Paper #1 -- Family Narrative
Paper #1 for this course will be based on your family history, on a story from your family that you need to tell. In her introduction to Family: American Writers Remember Their Own, Sharon Sloan Fiffer advises you to
Open any closet. You will find a family secret. . . . Perhaps your secret will tell you why the smell of garlic makes you hear your mother's song or why a row of brown bottles on a shelf sends you off to phone your cousin. Open any door and find family. Those whose blood is the same as yours, those you've married, those you've lost, those you've found, those you've chosen. ( xiv-xv)
The first part of this assignment requires you to open the closets in your family's history and find a story that needs to be told.
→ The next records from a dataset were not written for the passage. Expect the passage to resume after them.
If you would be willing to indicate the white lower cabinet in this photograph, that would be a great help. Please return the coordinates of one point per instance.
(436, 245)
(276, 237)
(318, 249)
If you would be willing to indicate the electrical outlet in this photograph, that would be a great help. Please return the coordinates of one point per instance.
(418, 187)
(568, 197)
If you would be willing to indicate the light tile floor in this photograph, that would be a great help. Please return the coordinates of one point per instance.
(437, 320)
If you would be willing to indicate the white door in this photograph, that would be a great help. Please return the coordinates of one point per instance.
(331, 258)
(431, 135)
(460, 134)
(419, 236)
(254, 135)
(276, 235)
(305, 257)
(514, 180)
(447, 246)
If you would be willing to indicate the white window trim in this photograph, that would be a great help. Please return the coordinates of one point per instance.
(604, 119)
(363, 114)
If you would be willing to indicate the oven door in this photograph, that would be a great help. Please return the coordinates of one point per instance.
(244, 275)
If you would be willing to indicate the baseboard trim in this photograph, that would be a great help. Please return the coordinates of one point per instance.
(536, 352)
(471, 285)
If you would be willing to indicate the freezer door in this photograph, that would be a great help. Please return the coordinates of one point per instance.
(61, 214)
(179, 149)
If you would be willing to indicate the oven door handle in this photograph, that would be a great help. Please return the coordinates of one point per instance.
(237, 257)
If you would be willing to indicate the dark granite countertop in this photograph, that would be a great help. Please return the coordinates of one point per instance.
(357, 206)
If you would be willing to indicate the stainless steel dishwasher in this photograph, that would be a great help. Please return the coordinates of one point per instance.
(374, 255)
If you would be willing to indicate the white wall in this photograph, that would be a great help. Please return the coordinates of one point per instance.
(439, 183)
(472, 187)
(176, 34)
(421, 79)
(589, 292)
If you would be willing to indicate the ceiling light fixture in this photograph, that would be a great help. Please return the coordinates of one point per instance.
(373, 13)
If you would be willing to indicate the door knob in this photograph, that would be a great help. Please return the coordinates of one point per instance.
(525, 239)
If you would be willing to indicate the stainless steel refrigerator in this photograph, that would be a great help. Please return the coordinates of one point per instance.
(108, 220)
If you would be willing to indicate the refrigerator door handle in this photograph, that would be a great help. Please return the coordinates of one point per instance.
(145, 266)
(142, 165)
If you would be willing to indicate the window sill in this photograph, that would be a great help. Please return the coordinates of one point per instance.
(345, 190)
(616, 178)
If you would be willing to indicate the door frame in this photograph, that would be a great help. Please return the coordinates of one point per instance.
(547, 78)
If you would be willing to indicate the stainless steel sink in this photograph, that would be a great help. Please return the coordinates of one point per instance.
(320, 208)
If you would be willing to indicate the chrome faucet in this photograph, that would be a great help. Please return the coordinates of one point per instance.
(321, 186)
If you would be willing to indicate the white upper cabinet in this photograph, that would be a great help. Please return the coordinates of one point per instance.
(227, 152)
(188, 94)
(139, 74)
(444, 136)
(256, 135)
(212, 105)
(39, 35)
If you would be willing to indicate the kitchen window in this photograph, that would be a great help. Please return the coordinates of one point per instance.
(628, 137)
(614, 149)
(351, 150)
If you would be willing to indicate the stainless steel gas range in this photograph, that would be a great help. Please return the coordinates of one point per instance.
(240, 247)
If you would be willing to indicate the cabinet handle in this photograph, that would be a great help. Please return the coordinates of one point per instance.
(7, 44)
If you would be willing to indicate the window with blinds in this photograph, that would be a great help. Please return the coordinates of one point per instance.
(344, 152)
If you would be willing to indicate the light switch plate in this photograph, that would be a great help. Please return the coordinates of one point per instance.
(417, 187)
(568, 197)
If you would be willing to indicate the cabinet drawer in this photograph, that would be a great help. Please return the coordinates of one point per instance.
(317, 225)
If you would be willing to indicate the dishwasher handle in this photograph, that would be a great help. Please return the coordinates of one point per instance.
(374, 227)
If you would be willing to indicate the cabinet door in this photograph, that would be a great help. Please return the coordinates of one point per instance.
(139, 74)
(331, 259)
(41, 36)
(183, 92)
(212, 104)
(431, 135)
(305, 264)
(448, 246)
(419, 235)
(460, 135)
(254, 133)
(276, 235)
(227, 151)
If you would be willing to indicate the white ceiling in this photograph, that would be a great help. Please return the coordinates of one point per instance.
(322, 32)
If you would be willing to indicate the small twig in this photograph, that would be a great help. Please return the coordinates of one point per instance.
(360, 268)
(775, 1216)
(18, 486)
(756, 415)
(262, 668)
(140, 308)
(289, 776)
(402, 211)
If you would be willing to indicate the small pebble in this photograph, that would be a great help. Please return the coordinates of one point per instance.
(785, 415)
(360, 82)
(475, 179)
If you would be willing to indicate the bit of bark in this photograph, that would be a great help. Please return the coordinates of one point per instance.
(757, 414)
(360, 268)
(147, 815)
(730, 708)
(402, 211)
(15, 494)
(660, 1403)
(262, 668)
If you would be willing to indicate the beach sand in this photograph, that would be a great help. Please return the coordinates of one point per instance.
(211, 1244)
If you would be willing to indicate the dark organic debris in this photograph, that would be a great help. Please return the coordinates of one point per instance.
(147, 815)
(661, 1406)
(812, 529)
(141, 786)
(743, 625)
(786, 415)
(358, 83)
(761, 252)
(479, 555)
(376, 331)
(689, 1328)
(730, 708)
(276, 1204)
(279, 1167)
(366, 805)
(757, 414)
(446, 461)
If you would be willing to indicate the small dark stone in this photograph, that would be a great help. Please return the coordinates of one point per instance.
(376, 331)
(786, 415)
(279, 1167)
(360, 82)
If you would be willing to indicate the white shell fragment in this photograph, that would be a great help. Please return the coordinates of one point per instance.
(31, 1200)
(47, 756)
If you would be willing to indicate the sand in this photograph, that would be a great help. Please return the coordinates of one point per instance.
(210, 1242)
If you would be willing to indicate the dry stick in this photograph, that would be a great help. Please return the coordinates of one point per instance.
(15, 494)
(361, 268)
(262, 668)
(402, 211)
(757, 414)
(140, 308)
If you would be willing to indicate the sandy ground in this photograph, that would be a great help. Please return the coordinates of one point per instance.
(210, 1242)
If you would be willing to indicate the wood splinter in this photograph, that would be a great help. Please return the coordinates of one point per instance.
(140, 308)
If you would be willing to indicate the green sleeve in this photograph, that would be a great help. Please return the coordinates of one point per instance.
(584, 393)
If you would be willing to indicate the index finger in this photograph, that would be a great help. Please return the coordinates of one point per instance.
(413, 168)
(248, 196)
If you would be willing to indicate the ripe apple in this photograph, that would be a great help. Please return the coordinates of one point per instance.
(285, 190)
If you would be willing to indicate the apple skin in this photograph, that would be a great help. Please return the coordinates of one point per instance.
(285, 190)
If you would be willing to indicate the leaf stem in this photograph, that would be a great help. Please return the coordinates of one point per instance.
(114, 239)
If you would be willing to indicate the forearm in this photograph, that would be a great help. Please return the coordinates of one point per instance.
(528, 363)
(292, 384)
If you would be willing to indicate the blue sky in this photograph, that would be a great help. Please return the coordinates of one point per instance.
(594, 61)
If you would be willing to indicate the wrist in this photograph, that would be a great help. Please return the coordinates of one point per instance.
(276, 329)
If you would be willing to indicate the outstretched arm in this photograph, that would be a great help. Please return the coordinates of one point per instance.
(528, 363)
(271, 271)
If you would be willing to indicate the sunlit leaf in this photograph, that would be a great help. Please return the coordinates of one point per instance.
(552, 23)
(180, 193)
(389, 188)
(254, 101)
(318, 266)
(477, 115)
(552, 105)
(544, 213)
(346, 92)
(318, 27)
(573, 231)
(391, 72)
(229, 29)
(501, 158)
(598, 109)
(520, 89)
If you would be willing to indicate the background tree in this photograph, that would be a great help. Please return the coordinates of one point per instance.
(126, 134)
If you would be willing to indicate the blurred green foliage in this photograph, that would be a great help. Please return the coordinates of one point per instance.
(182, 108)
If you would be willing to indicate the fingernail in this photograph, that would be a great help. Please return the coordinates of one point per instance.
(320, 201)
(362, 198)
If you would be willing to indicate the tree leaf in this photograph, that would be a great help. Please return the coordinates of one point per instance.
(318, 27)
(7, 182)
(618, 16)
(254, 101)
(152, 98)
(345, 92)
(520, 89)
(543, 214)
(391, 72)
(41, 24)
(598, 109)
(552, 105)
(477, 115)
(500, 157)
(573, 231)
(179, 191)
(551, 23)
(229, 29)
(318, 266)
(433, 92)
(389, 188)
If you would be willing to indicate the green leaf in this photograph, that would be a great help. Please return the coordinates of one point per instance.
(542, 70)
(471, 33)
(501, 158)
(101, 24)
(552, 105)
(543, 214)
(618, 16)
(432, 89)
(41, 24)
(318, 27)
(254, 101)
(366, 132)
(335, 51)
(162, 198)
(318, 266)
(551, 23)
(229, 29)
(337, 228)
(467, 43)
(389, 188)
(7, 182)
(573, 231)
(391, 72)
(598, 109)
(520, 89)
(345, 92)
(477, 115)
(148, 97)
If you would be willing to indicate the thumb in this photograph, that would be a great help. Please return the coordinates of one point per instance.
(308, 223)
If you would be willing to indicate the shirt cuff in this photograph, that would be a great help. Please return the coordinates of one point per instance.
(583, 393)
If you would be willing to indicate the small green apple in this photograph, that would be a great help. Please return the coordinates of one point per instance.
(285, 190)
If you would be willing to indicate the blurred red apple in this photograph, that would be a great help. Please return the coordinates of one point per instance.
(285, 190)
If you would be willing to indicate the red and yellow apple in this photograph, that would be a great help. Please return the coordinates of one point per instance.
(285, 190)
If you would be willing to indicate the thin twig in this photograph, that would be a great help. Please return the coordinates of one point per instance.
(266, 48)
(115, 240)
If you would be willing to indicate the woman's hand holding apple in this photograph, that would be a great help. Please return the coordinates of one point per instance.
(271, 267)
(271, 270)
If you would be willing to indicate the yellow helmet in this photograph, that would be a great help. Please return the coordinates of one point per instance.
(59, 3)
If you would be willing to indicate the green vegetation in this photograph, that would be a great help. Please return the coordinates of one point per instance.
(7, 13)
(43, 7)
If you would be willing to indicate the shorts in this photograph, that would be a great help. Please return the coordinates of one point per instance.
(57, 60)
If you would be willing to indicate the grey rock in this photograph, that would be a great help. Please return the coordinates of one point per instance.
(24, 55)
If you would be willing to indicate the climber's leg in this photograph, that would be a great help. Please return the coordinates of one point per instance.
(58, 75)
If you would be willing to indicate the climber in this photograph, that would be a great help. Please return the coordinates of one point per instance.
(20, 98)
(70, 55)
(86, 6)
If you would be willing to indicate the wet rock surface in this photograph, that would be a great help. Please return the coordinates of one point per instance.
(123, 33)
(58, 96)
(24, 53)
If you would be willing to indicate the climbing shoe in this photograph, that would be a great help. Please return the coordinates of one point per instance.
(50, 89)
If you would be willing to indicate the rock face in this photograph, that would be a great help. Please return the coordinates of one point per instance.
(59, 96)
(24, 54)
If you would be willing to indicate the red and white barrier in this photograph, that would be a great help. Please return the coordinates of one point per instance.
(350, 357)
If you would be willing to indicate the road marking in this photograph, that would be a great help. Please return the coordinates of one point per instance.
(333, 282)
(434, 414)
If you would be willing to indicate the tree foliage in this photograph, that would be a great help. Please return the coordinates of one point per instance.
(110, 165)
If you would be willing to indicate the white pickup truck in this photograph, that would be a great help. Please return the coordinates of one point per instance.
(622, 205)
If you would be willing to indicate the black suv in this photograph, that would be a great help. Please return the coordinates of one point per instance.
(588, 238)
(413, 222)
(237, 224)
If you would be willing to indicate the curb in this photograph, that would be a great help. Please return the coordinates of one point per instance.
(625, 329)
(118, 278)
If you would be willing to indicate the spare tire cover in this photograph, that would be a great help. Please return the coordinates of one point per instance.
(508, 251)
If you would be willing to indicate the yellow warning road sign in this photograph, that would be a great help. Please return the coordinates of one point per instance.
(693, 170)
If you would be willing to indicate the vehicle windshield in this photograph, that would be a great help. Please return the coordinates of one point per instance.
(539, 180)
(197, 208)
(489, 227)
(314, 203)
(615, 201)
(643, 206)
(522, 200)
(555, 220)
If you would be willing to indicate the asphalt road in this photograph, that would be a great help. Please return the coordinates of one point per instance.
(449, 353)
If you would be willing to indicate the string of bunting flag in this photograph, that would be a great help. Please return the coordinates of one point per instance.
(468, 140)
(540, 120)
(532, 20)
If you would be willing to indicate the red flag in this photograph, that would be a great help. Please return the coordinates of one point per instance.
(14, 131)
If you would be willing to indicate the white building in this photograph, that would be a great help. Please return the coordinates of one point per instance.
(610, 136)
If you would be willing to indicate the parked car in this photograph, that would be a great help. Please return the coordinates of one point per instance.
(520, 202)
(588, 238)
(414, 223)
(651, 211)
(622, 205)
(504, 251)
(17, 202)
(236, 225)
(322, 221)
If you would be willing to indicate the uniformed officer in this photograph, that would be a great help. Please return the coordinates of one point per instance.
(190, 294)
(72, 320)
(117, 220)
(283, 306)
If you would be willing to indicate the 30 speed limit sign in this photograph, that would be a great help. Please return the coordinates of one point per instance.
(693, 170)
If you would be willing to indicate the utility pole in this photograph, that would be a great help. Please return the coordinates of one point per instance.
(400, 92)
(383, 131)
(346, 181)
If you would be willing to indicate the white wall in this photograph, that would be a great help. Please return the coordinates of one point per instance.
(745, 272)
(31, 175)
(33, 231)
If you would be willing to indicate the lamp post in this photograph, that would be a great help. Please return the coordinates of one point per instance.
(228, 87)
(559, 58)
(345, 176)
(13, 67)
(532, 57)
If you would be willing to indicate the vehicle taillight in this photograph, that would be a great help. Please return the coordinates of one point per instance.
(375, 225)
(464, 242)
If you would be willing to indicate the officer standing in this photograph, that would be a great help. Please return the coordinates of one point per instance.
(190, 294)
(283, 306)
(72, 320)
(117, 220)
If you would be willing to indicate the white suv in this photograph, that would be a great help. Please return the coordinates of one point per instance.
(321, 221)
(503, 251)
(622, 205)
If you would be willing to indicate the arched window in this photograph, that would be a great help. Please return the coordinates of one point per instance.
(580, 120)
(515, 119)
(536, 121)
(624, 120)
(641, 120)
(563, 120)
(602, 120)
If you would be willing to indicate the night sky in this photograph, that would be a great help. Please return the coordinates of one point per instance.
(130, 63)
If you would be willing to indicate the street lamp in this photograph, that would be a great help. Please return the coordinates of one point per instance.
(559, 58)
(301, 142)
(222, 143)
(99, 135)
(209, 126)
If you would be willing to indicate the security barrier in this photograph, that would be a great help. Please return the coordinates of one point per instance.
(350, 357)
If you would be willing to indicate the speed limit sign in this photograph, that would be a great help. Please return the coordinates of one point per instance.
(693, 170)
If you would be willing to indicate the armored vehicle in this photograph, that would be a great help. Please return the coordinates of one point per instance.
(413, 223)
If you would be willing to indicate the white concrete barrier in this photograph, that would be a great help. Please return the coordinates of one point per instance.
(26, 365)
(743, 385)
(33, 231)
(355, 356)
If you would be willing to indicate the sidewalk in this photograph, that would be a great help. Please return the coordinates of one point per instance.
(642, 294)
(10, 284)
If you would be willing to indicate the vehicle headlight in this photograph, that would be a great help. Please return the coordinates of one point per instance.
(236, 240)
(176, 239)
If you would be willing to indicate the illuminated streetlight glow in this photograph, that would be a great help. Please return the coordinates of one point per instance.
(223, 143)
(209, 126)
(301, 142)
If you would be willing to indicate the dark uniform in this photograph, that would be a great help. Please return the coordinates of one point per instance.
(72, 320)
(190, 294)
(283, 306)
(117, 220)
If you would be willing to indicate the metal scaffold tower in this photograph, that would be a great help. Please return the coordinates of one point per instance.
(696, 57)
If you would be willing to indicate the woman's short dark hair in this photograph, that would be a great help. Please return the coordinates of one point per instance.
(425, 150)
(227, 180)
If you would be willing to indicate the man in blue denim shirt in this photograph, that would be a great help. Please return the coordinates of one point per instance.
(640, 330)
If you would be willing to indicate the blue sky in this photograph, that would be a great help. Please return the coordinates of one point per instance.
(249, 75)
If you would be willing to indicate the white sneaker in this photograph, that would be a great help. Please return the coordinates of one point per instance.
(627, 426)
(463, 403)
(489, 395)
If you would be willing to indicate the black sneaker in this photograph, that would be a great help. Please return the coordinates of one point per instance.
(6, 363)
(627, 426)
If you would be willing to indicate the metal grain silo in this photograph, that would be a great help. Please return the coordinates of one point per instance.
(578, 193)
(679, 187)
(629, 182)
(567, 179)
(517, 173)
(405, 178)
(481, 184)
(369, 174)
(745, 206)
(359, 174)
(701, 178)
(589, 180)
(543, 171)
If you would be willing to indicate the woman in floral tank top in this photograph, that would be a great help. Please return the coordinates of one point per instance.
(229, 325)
Play around with the story you decide to tell through the writing exercises. Read the stories in Family and find one that you'd like to model your essay around. Do you want to tell about your family, like Brent Staples does, by focusing on one of your own obsessions and showing us how that obsession developed? Do you want to tell about the death of an important figure in your family by moving back and forth through time, like Chang-Rae Lee does? Or, like Bob Shacochis in "From Here to Maternity" do you want to describe a process or a trial that your family has gone through? You have lots of options.
Think of yourself as Jane Smiley thinks of her three-year-old son in her afterward, "Gen-Narration." As he stands beside her during the eulogy she's delivering for her grandmother, she believes that he is looking out at his aunts and uncles and cousins,
Surveying his past, beginning to write his novel, assembling his characters in his subconscious to live alongside the immediate Freudian ones of Mom, Dad, sisters, and I like to think that our voices, speaking of our grandmother, entered him and lodges there, just at the boundary of conscious memory, ready to emerge when all of us are gone, and he is speaking to our unknown descendants. (247)
Tell the story of what you know and what you've absorbed and what you've concluded about your family through the years to those who will come after. Create and save some a part of your history and your family's history for them.